People are using the phrase semantic web to be either part of Web 3.0 or the substantial component of it. Perhaps database vendors like Microsoft (with SQL Server) or other vendors (IBM’s DB2, Oracle, Teradata) might believe that because they can transmit data and allow management over TCP/IP, they already have a strong foray into Web 3.0. I believe the debate on terminology will continue as both academics and commercial vendors attempt to define these phrases.
On this blog, I have been presenting SQL Server Data Mining technology, which contrasts from competing technologies because it is a service and not an application. The service is strongly knitted to production-savvy Analysis Services and SQL Server database engine, and therefore can provide high-volume analysis. In this post, I will talk about Microsoft’s cloud service to provide data. I did not spend any money on data for the single subscription I established, but the portal is intended for both free (some flavor of public domain or open source) or paid commercial datasets. A cloud is a logical way to serve large amounts of data since servers can be physically colocated around the world and provide essentially the same face despite geographic disparity.
The main website is at http://datamarket.azure.com:

I was intrigued by their promotion of the Excel add-in client so I installed it into Excel 2010. This client is still tagged as beta, reflecting the relative newness of this service.

Microsoft preceded this latest Excel client with the SQL Server Data Mining client and the PowerPivot for Excel client. Many people work in Excel, and the rationale for continuing to use this face for the semantic web is compelling.

The second graphic in the Silverlight presentation box promotes data from data.gov, one of many resources I have listed on my list of data providers. As we proceed, you will see what my screen looks as I subscribe to a dataset from data.gov.

After choosing the dataset, the screen produces a “receipt”. What I had to do was:
- create a Windows Live ID account (I used one already established)
- choose the dataset of interest
- agree to the legal terms and conditions
- pay if necessary (this dataset is free, and to my brief survey, all of the datasets right now are either free or “coming soon”, which means to me that the payment system is not ready yet)
- see the final receipt
The subscribed data is attached to my Windows Live ID, and I can type a unique account key into the Excel add-in to access the data there. The account key is unique to my ID, and in the future we could expect using this type of key to access subscriptions through other interfaces like SharePoint.

The My Data interface shows my current subscriptions.
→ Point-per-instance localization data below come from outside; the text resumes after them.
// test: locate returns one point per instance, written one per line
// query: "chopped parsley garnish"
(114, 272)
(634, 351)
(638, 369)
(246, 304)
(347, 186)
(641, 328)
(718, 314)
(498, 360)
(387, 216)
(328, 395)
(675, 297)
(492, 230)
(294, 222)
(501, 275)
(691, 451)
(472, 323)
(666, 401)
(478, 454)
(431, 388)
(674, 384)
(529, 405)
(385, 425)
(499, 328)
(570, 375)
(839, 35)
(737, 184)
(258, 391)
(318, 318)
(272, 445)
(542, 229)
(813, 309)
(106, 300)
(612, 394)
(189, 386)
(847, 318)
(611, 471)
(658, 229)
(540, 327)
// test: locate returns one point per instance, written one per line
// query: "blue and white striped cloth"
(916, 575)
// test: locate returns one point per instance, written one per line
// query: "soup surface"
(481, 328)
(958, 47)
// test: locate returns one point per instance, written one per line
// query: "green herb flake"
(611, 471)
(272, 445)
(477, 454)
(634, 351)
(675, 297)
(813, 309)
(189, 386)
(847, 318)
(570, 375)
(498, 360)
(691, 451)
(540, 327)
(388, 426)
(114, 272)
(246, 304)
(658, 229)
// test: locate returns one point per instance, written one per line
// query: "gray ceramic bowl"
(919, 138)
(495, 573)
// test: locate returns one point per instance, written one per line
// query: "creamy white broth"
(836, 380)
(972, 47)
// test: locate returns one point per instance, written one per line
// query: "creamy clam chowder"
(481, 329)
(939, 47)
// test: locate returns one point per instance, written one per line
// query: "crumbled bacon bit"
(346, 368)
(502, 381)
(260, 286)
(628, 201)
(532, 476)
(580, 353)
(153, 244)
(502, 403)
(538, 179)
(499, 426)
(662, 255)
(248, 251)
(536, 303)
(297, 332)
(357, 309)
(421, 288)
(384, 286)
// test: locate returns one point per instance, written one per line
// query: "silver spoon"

In this case, the subscription implies that they are preparing to license some data. This specific data on crime statistics is already available at data.gov, though is provided through Windows Azure as a convenience. The type field makes me believe that they could also handle outright payments, and the status field allows for subscriptions to be inactive (needing renewal).
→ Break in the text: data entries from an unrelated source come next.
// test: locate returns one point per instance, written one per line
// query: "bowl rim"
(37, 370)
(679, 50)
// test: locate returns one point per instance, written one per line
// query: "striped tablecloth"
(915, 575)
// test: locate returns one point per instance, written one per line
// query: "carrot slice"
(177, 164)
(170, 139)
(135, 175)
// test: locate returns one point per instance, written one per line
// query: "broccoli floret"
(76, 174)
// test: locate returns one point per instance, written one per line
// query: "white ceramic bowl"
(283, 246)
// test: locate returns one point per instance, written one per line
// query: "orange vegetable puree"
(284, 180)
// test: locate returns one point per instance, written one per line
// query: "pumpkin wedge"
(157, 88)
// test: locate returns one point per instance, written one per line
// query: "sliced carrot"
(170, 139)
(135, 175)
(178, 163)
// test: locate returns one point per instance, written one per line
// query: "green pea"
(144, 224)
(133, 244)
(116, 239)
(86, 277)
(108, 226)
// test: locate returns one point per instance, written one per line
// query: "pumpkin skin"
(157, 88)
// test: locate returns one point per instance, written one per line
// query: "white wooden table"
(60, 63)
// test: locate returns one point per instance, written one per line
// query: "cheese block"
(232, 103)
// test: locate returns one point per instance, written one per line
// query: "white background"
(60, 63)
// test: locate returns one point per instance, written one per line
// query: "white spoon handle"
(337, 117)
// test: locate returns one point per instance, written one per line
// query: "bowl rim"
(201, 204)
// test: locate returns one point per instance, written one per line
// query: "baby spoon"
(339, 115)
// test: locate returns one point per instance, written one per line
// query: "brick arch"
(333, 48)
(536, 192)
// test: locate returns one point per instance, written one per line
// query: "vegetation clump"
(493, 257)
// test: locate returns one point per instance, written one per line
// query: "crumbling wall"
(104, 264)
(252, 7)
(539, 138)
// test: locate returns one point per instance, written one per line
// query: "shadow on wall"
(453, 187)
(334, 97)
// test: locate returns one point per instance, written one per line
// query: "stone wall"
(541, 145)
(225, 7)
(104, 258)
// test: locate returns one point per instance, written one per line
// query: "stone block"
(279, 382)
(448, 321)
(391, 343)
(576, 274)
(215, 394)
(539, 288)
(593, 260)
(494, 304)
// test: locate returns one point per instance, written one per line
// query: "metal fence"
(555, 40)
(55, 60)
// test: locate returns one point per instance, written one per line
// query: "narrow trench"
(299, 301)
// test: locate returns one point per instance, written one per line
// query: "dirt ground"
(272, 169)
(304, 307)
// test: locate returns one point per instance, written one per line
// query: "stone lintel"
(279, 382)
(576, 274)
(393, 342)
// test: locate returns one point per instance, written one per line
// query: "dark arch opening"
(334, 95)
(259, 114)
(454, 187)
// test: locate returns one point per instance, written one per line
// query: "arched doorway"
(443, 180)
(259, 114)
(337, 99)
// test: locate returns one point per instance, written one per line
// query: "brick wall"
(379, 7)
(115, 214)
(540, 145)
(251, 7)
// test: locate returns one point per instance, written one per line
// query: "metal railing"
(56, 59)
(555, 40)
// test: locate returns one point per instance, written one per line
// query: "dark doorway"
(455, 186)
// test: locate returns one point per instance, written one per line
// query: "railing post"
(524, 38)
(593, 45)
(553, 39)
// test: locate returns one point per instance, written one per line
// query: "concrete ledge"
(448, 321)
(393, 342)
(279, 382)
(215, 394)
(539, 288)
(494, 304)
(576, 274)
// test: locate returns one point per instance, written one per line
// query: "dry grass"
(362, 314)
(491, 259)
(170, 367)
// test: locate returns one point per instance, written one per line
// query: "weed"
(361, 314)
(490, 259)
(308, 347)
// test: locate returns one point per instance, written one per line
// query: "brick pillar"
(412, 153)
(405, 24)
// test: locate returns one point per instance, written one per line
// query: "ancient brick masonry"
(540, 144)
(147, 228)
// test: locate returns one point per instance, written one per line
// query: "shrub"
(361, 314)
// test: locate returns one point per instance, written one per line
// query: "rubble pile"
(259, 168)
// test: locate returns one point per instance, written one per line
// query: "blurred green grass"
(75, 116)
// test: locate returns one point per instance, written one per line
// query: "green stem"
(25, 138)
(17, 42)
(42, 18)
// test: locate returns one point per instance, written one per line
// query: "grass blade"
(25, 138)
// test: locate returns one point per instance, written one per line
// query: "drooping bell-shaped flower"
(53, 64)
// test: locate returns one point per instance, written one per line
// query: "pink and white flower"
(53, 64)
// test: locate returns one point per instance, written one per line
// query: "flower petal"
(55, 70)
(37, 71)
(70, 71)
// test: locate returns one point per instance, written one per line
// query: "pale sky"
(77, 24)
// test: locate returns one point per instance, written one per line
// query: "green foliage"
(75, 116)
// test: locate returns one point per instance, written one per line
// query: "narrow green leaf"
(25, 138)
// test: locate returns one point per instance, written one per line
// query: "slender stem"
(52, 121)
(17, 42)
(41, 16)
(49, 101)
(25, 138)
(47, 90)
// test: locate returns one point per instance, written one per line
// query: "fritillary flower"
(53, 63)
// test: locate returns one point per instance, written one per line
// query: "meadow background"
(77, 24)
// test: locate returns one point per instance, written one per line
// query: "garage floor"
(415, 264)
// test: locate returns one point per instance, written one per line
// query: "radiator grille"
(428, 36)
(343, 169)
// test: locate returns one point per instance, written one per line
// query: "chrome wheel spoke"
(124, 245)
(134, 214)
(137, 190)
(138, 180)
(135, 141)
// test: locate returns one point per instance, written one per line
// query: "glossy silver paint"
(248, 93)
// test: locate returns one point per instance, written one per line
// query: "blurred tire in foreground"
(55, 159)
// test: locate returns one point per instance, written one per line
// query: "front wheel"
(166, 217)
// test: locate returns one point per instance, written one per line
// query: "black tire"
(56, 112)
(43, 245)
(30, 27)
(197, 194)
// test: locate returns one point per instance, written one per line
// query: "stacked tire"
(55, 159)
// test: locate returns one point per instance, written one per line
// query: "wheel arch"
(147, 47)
From Excel, you can see the DataMarket icon which appears in the Data tab. Also showing on this screenshot is my Excel Data Mining add-in menu selection. I will next click the “Import Data…” link.
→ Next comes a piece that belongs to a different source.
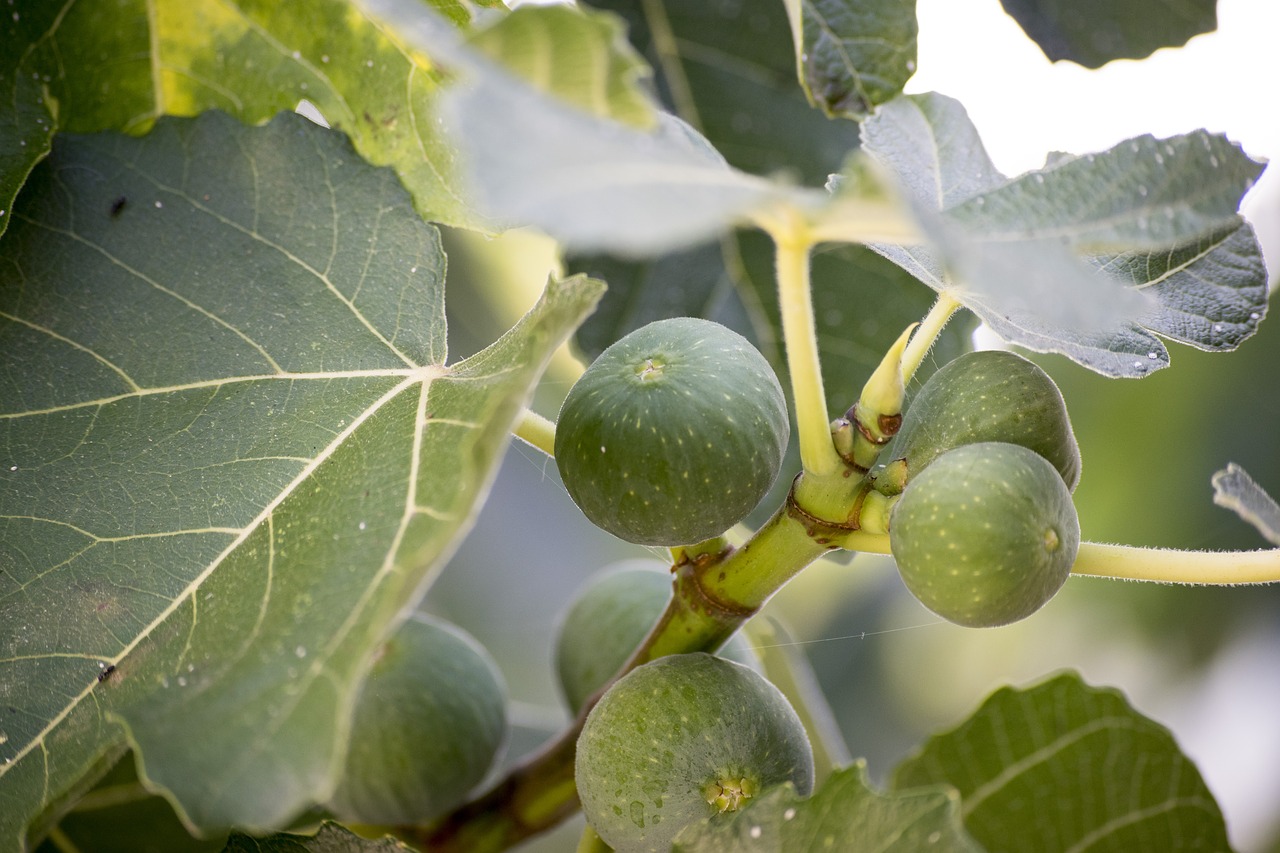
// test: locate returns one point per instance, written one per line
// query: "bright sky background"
(1024, 106)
Every time I see the phrase “Query Builder” my mind thinks about Microsoft Access. As a test, I used the “Limit number of results” button to load the nominal 50 observations. Because this data comes over the web, it’s important to see whether and how quickly the data are being transmitted. The end product for me was an Excel table with 50 observations.
The team has provided videos on YouTube at http://www.youtube.com/user/azuredatamarket. Though they mention using PowerPivot from Excel, I did not see that icon on my installation (and in context, this client is tagged as beta). I would expect the production client to have connectivity with PowerPivot.
Philosophically, this type of data access could allow you to perform Bayesian analysis on any dataset. The DataMarket would provide the previous values (the prior distribution) from which you could analyze current data and determine a posterior distribution. The PowerPivot video has the suggestion of having data already, and looking through the DataMarket to see if there is similar historical data available.
For SQL Server Data Mining, you could train the model from something from the DataMarket, and calculate probabilities from these data mining models for new data. Alternatively, you might choose to append your own data to already existing data in the DataMarket and use that entire data for data mining model training. A third approach is to train simultaneous data mining models from DataMarket data and your own data, and compare the results. Any of these approaches could be altered by applying a filter (choosing a sample) from any dataset and training a data mining model.
This service will mature, and perhaps Microsoft may release variants of this type of service. We can all expect competition to be fierce as data providers jockey for market share.